2018 State and City TB Report
Estimates of Recent Transmission
Control of TB transmission is accomplished through prompt detection and treatment of patients with infectious TB disease, administrative controls designed to reduce exposure to persons with infectious TB, and contact investigations to identify exposed persons at risk for LTBI (i.e., candidates for latent TB infection (LTBI) testing and treatment). Many clinical, epidemiologic, and social factors can make these activities challenging to implement successfully. National estimates of recent transmission for cases reported during 2017–2018 provide a starting place within programs to understand better the populations affected by recent TB transmission and monitor trends over time in TB control. However, findings from local investigations of clusters and outbreaks, using whole-genome sequencing (WGS)pdf icon results when available, are preferable because estimates of recent transmission rely on surveillance data and are limited by the molecular resolution of genotyping.
Using national molecular surveillance data, CDC attributes a TB case to recent transmission if a plausible source case1 can be identified in a person who has the same M. tuberculosis genotype, has an infectious form of TB disease, is at least 10 years of age, resides within 10 miles of the given TB case, and was diagnosed within 2 years before the given TB case. For example, the given case in the center of “Figure 1. Illustration of the plausible-source case method” has two plausible source cases (represented with arrows). The plausible source cases have the same genotype (matching colors), are at least 10 years old (larger), have infectious forms of TB (lungs), and are proximal geographically and in time (dotted circle).
Each TB case attributed to recent transmission is further categorized as attributed to extensive recent transmission if the case belongs to a plausible transmission chain of six or more cases with at least five preceding cases in the chain within the previous three years. Otherwise, the case is categorized as attributed to limited recent transmission. For example, case 1 in “Figure 2. Illustration demonstrating how cases are categorized as attributed to extensive or limited recent transmission” is a plausible source case, but not attributed to recent transmission. Cases 2–5 are attributed to limited recent transmission, and cases 6–8 are attributed to extensive recent transmission.

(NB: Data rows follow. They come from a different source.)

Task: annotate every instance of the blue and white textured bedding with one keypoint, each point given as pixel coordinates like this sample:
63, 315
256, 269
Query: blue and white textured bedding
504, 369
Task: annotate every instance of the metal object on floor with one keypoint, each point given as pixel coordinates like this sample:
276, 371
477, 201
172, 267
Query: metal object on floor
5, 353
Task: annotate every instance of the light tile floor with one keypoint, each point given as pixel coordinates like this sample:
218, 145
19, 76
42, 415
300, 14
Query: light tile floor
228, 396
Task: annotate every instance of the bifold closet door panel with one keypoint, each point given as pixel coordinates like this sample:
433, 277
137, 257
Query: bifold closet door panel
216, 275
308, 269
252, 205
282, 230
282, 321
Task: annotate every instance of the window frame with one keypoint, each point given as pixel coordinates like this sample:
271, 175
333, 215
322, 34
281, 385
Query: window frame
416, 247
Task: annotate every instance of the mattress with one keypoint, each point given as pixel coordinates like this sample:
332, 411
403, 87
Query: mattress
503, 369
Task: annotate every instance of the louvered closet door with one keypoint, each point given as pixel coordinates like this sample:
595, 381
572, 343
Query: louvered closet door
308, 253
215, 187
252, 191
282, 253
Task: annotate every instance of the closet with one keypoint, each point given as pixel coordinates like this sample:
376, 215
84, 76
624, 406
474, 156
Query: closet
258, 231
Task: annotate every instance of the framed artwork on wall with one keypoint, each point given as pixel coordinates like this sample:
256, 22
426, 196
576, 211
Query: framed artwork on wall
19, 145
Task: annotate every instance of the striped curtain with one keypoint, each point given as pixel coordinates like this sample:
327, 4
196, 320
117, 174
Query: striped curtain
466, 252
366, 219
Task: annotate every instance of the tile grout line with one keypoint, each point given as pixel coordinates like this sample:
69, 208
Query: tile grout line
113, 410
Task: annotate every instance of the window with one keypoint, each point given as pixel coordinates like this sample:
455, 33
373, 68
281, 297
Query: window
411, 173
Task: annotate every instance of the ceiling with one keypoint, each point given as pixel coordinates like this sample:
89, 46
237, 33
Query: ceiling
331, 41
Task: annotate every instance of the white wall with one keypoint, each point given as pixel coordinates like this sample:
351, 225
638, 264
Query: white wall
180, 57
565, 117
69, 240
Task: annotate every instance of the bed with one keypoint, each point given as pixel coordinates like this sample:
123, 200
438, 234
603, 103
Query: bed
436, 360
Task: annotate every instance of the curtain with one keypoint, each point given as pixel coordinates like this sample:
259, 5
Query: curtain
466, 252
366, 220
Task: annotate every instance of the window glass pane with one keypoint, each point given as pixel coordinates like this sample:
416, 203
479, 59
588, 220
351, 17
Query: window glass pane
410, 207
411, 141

For 2017–2018, 3 states and 2 cities with 1–51 TB cases reported in 2018 had percentages of TB cases attributed to recent transmission that were above the national estimate (12.6%); these percentages should be interpreted with caution because small denominators can create unstable estimates (Figure 13image icon, Footnotes). Nine states and one city with 52–139 reported cases, and 4 states and 4 cities with 140 or more reported cases, were above 12.6%. The relative amounts of limited and extensive recent transmission varied substantially. Because not only TB incidence but also demographics and molecular epidemiology vary considerably among states, counties, and cities, these data should not be compared across jurisdictions.
Additional information on estimates of recent transmission and their limitations can be found in CDC’s Reported Tuberculosis in the United States, 2018.
1France AM, Grant J, Kammerer JS, Navin TR. A field-validated approach using surveillance and genotyping data to estimate tuberculosis attributable to recent transmission in the United States. Am J Epidemiol 2015; 182: 799–807.
Figure 13. Percentage of TB Cases Attributed to Recent Transmission, United States, 2017–2018*
*This horizontal bar graph shows the percentages of TB cases attributed to recent transmission by individual states and cities in the United States during 2017–2018. The fraction in each parenthesis reports the number of cases attributed to recent transmission out of all genotyped cases that are eligible to be evaluated for recent transmission (i.e., complete data for the plausible-source case method’s algorithm). States and cities are categorized into three groups based on numbers of TB cases reported in 2018 and are ordered by increasing percentage of cases attributed to recent transmission. Dark and light bars show qualitatively the relative proportions of genotyped cases that were attributed to extensive and limited recent transmission, respectively. The total length of the bar represents all recent transmission (i.e., the percentage sums of extensive recent transmission and limited recent transmission equal all recent transmission). During 2017–2018, 12.6% of genotyped cases were attributed to recent transmission in the United States. To understand better the populations affected by recent TB transmission and monitor trends over time in its control, findings from local investigation of clusters and outbreaks, using WGS results when available, are preferable because estimates of recent transmission rely on surveillance data and are limited by the molecular resolution of genotyping. Because not only TB incidence but also demographics and molecular epidemiology vary considerably among states, counties, and cities, these data should not be compared across jurisdictions.
Data sources: National Tuberculosis Surveillance System and National Tuberculosis Genotyping Service as of June 6, 2019.